Preterm birth (PTB) complications are the leading cause of long-term morbidity and mortality in children. By using whole blood samples, we integrated whole-genome sequencing (WGS), RNA sequencing (RNA-seq), and DNA methylation data for 270 PTB and 521 control families. We analyzed this combined dataset to identify genomic variants associated with PTB and secondary analyses to identify variants associated with very early PTB (VEPTB) as well as other subcategories of disease that may contribute to PTB. We identified differentially expressed genes (DEGs) and methylated genomic loci and performed expression and methylation quantitative trait loci analyses to link genomic variants to these expression and methylation changes. We performed enrichment tests to identify overlaps between new and known PTB candidate gene systems. We identified 160 significant genomic variants associated with PTB-related phenotypes. The most significant variants, DEGs, and differentially methylated loci were associated with VEPTB. Integration of all data types identified a set of 72 candidate biomarker genes for VEPTB, encompassing genes and those previously associated with PTB. Notably, PTB-associated genes RAB31 and RBPJ were identified by all three data types (WGS, RNA-seq, and methylation). Pathways associated with VEPTB include EGFR and prolactin signaling pathways, inflammation- and immunity-related pathways, chemokine signaling, IFN-γ signaling, and Notch1 signaling. Progress in identifying molecular components of a complex disease is aided by integrated analyses of multiple molecular data types and clinical data. With these data, and by stratifying PTB by subphenotype, we have identified associations between VEPTB and the underlying biology.

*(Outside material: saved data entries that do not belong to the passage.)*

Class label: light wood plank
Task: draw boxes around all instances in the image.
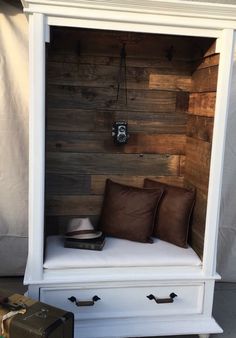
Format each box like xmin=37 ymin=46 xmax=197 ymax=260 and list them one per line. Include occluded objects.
xmin=149 ymin=74 xmax=192 ymax=91
xmin=188 ymin=92 xmax=216 ymax=117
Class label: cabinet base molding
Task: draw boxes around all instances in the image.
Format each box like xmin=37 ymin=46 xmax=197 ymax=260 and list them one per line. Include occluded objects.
xmin=73 ymin=316 xmax=221 ymax=338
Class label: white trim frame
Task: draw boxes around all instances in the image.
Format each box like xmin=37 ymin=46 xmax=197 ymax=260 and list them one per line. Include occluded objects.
xmin=28 ymin=12 xmax=47 ymax=281
xmin=203 ymin=29 xmax=236 ymax=276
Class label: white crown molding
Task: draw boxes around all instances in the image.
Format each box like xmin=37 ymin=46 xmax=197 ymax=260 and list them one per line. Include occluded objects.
xmin=21 ymin=0 xmax=236 ymax=21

早产(PTB)并发症是儿童长期发病和死亡的主要原因。我们使用全血样本,整合了 270 例 PTB 和 521 例对照家庭的全基因组测序(WGS)、RNA 测序(RNA-seq)和 DNA 甲基化数据。我们分析了这个综合数据集,以识别与 PTB 相关的基因组变异,并进行了二次分析,以识别与非常早期 PTB(VEPTB)以及可能导致 PTB 的其他疾病亚类相关的变异。我们鉴定了差异表达基因(DEGs)和甲基化基因组位点,并进行了表达和甲基化数量性状位点分析,以将基因组变异与这些表达和甲基化变化联系起来。我们进行了富集测试,以识别新的和已知的 PTB 候选基因系统之间的重叠。我们确定了 160 个与 PTB 相关表型相关的显著基因组变异。最显著的变异、DEGs 和差异甲基化位点与 VEPTB 相关。所有数据类型的整合确定了一组 72 个 VEPTB 的候选生物标志物基因,包括基因和那些以前与 PTB 相关的基因。值得注意的是,PTB 相关基因 RAB31 和 RBPJ 被三种数据类型(WGS、RNA-seq 和甲基化)都鉴定出来了。与 VEPTB 相关的途径包括 EGFR 和催乳素信号通路、炎症和免疫相关途径、趋化因子信号、IFN-γ 信号和 Notch1 信号。通过对多种分子数据类型和临床数据进行综合分析,有助于识别复杂疾病的分子成分。有了这些数据,并通过亚表型对 PTB 进行分层,我们确定了 VEPTB 与潜在生物学之间的关联。